The inscrutable nature of the practice makes its partakers – both young and old – not to like even being associated with any aspect of it. How, then, can one dare to prove it to the public just for the love of money which can be consumed by one today and be forgotten tomorrow while knowing that his reputation is likely to be unsafely shared day in and out with a higher possibility of going into the annals of history after being recorded for posterity’s sake? Interesting.

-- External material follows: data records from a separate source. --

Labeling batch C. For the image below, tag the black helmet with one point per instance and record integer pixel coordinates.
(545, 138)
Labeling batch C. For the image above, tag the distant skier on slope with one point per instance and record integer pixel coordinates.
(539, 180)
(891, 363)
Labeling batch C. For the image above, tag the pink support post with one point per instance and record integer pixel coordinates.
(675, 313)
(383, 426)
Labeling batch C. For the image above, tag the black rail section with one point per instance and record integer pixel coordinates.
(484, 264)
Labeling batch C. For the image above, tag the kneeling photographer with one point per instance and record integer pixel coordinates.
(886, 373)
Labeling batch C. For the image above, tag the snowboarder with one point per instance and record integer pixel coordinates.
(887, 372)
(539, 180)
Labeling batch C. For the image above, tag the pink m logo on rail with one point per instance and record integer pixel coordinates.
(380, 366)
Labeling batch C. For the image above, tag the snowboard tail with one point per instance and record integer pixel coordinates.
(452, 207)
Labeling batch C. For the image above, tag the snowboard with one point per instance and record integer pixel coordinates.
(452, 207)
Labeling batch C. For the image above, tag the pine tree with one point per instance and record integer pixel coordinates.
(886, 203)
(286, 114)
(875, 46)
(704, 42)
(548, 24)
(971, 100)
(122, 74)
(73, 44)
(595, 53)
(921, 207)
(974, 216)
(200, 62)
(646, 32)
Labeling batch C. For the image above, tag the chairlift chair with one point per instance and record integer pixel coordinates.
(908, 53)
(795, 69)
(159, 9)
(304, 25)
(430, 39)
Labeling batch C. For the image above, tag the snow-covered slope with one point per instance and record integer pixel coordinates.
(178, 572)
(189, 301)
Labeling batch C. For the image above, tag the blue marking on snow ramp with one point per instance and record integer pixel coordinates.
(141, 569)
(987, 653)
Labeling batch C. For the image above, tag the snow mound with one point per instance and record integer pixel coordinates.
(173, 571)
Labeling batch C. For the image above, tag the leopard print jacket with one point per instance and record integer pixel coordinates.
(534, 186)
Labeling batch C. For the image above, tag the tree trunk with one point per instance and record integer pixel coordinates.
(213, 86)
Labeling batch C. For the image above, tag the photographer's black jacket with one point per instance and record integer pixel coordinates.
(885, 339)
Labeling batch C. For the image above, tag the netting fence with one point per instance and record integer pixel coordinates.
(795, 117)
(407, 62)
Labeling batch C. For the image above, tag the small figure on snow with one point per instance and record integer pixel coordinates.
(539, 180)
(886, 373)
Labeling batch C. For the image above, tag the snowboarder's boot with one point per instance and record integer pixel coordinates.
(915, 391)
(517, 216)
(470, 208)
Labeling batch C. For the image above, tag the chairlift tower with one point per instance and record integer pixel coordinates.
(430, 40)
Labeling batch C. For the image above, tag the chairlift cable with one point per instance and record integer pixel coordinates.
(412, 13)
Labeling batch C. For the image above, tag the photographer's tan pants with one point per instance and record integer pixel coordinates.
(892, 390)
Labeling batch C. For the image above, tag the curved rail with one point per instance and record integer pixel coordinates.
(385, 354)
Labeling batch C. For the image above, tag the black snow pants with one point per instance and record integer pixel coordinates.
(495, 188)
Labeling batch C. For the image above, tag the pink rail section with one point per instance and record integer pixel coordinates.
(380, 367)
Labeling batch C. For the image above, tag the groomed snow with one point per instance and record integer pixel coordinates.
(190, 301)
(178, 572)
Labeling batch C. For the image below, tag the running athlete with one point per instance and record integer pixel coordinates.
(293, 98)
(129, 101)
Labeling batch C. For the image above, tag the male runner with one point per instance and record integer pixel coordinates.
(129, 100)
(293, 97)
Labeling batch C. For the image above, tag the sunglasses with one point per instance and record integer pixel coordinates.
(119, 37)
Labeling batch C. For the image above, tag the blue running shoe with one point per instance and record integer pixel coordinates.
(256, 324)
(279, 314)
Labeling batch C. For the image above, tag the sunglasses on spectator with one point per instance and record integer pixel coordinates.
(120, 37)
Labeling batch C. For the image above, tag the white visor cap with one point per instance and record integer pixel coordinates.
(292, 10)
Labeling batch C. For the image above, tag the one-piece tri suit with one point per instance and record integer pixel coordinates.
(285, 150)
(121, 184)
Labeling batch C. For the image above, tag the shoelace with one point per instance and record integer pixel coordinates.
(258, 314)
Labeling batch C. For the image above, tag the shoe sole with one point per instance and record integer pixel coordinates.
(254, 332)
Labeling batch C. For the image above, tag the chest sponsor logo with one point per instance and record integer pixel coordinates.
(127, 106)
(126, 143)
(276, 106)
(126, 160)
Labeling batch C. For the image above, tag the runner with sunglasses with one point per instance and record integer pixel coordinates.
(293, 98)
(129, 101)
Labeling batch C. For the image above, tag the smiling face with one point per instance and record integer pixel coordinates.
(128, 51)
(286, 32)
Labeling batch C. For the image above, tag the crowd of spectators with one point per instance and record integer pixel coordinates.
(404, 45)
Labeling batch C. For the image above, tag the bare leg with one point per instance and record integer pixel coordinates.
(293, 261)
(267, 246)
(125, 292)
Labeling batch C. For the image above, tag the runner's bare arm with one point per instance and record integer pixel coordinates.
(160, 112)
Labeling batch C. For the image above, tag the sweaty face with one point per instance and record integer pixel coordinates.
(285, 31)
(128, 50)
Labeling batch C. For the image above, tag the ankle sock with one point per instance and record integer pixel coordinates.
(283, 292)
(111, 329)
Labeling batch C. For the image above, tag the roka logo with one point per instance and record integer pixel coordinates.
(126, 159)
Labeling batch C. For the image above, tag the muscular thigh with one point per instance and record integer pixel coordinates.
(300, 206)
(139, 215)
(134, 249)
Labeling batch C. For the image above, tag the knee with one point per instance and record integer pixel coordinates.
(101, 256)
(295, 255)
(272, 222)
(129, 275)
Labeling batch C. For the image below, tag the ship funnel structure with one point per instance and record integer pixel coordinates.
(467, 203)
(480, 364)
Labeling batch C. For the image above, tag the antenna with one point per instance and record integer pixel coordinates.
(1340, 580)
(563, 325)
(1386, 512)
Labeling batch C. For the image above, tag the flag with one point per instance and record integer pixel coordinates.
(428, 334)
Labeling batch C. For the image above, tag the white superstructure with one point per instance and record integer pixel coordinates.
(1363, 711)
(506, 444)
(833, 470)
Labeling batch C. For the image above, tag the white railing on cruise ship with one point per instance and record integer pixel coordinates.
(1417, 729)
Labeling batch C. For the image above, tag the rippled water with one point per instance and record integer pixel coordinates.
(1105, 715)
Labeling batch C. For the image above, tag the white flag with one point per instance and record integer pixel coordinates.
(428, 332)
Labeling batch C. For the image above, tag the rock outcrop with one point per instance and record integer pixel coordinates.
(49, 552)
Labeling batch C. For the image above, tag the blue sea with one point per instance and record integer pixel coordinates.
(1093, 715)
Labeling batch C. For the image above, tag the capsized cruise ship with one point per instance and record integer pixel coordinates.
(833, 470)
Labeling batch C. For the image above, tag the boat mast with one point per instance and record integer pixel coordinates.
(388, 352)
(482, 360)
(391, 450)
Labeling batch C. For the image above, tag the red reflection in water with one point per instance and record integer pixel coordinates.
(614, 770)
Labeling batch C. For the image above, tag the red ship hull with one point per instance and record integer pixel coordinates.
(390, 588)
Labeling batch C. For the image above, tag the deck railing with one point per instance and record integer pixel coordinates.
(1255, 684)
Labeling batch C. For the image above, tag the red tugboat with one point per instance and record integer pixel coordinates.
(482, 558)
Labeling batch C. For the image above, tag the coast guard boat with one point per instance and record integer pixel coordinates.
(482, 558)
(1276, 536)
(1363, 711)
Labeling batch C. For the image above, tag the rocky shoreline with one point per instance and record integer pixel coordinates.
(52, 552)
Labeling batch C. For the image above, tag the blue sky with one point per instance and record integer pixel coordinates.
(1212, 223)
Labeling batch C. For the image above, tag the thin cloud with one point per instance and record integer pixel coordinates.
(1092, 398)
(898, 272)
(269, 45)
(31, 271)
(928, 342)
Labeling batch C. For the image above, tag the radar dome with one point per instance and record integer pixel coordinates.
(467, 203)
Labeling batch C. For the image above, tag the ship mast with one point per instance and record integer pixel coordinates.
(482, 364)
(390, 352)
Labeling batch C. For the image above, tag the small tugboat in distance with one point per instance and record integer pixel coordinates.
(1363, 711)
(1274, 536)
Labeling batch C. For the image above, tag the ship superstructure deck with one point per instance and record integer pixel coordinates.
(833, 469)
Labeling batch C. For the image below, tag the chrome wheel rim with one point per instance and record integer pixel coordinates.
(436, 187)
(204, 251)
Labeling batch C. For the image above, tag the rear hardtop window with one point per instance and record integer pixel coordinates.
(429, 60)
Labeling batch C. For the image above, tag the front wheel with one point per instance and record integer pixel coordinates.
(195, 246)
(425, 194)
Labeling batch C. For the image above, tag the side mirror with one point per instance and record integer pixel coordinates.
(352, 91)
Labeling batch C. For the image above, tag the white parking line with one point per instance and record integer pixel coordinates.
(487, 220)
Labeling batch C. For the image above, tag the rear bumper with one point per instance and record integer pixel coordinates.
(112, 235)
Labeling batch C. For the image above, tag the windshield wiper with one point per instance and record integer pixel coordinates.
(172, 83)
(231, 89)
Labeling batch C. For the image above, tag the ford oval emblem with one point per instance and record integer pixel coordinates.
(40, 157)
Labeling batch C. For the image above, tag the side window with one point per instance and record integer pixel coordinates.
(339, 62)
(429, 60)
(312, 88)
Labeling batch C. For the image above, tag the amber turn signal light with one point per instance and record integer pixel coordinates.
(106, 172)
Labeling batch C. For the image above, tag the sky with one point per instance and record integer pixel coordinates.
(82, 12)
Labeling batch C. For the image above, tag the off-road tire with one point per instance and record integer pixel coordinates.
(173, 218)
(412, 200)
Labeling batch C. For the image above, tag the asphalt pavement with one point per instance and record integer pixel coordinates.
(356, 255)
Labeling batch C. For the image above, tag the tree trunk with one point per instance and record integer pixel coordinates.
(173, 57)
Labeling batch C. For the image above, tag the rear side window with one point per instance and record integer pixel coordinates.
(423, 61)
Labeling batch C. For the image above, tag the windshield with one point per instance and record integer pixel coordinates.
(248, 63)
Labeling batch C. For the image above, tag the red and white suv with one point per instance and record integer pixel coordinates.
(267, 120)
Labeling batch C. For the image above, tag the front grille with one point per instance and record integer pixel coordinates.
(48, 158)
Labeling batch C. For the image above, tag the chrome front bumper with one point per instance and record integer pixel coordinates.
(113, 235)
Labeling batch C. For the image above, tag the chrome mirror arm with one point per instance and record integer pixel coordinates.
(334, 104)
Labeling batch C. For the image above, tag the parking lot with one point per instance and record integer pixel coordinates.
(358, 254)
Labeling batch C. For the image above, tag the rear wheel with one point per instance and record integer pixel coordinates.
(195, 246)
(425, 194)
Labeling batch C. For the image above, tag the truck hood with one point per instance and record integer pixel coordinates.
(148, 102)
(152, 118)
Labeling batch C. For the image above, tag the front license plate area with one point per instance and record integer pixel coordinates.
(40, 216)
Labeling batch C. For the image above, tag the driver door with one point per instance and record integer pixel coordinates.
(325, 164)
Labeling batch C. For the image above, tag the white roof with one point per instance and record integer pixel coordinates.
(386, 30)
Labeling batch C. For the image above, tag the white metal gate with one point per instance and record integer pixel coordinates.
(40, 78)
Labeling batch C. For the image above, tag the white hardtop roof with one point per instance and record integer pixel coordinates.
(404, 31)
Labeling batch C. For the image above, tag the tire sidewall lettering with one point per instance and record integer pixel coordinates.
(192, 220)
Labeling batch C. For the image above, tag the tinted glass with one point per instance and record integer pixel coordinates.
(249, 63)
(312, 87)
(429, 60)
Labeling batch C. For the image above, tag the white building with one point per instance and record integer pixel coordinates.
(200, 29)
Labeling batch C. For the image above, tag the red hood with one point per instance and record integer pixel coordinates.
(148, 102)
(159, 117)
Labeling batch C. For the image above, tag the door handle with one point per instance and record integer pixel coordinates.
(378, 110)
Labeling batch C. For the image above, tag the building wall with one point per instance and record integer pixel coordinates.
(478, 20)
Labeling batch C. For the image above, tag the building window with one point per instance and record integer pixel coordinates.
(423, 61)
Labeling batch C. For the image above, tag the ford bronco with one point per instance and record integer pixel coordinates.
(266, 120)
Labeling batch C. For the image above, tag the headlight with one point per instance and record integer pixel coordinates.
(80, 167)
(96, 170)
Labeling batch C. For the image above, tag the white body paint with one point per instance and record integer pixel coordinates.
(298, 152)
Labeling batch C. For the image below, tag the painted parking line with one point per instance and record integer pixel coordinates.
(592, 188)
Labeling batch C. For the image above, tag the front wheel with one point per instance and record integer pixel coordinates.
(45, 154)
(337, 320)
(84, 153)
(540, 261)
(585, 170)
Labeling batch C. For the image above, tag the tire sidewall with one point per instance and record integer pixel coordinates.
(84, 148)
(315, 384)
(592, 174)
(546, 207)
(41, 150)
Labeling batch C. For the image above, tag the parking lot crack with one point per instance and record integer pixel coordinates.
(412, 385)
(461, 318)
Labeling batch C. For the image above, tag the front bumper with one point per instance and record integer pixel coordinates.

When secular humanist movements started in Europe in the early twentieth century, all countries there and elsewhere had already in their vocabulary terms meaning witchcraft, wizard, witch, supernatural, deity, God – we can reserve the list, at least for now. This was the period, they say, that strove for excellence and perfection, for absolutes of knowledge, and for the development of human potential through education.

This non-religious world view in question, to which Thindwa’s conviction belongs, is known to be a secular approach to life that accepts that human beings, like all living things, exist and operate in a purely natural world, and denies the existence of supernatural forces such as deities. It is this approach that has, for months now, been knocking on the doors of some Malawians’ beliefs for an adorable place to live and space to occupy.

But Malawi, which registers at least 75 percent of its citizens as Christians, 20 percent Muslims, and 5 percent African Tradition Religionists, promises to have a setup with too little space for atheists, nay, secular humanists. Since time immemorial, all these three have been holding a shared belief in the existence of some supernatural being as well as acknowledging the practice of witchcraft.

They are such hard surfaces into which waters of secular humanism, if the approach is to survive, are to permeate.

Interestingly, besides the power to reason, convictions – deep convictions – separate human beings from other creatures. They influence one’s thoughts and actions a lot.

Among other disciplines from which branches of secular humanism stem, is philosophy, the love of wisdom. But even among sundry lovers of wisdom, this secular approach to life has never been, and is not, popular. One of them is Emmanuel Levinas, Lithuanian-born French philosopher.

A line from his book, Otherwise than Being, or Beyond Essence, suffices it all: “Humanism must be denounced because it is not sufficiently human”. But this must, perhaps, in the thinking of present secular humanists, be another representation of illusions, baseless illusions.